Halbuki Güneydoğu Anadolu Projesi aynı zamanda topraksız köylüyü toprak sahibi yapılmasını da hedefliyordu.
Dönüm başı maksimum faydanın bu yolla sağlanabileceği hesaplanmıştı.
Toprak ve Tarım Reformu bir üretim aracı olarak toprağın önemi tarih öncesi devirlerden itibaren bilinmektedir.
Bundan dolayı toprağın mülkiyeti konusu, tartışmaların ve çatışmaların sebebi olmuş ve zamanla devletlerin rejimi ile toprağın hukuku arasında anlamlı bir ilişki ortaya çıkmıştır.

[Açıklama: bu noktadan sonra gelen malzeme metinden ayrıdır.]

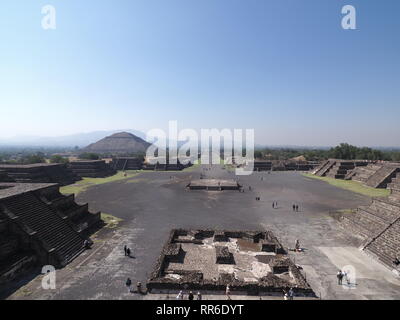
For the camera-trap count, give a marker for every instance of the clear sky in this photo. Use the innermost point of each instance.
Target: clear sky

Nitekim Osmanlı toprak düzeni devletin yalnız iktisadi hayat üzerindeki denetimini değil, aynı zamanda askerî ve idari yapısını yansıtır.
Bu düzenin temeli, tarla vasfına haiz olan, yani sürülen, ekilen ve hububat yetiştirilen toprakların “devlete” ait olmasına dayalıdır.

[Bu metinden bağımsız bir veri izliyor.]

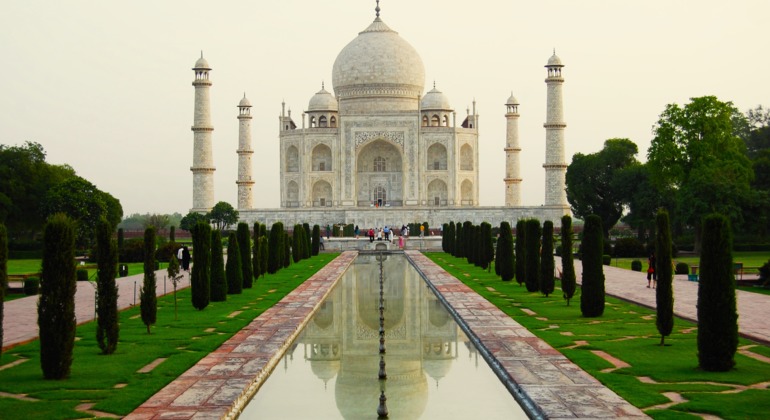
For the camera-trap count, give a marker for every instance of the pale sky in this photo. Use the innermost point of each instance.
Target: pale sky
(105, 86)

Devlete veya hükûmete aitliği ifade eden ve mirî adıyla anılan bu toprakların işletilmesi
Orada yaşayan köylü ailelerin “kiracı” konumunda olmalarıyla sağlanmaktaydı.
Bu husus genel olarak “dirlik veya tımar” adıyla bilinmektedir.
Dirlik Toprakları: Belli hizmet karşılığı devlet adamlarına ve görevlilere verilen topraklardır.
Üç kısma ayrılmıştır.
a) Has: Yıllık geliri yüz bin akçeden fazla olan dirliklerdir.
Haslar padişahlara, Vezirlere, divan üyelerine, şehzadelere, beylerbeylerine, sancak beylerine verilirdi.
Has sahipleri dirliklerinin gelirine göre silahlı ve her an savaşa hazır cebelu beslerdi.
b) Zeamet: Yıllık yirmi bin ile yüz bin akçe geliri olan topraklardır.
Orta dereceli devlet memurlarına, kadılara, hazine ve tımar defterdarına, alay beylerine, kethüdalara, kale komutanlarına ve divan katiplerine verilirdi.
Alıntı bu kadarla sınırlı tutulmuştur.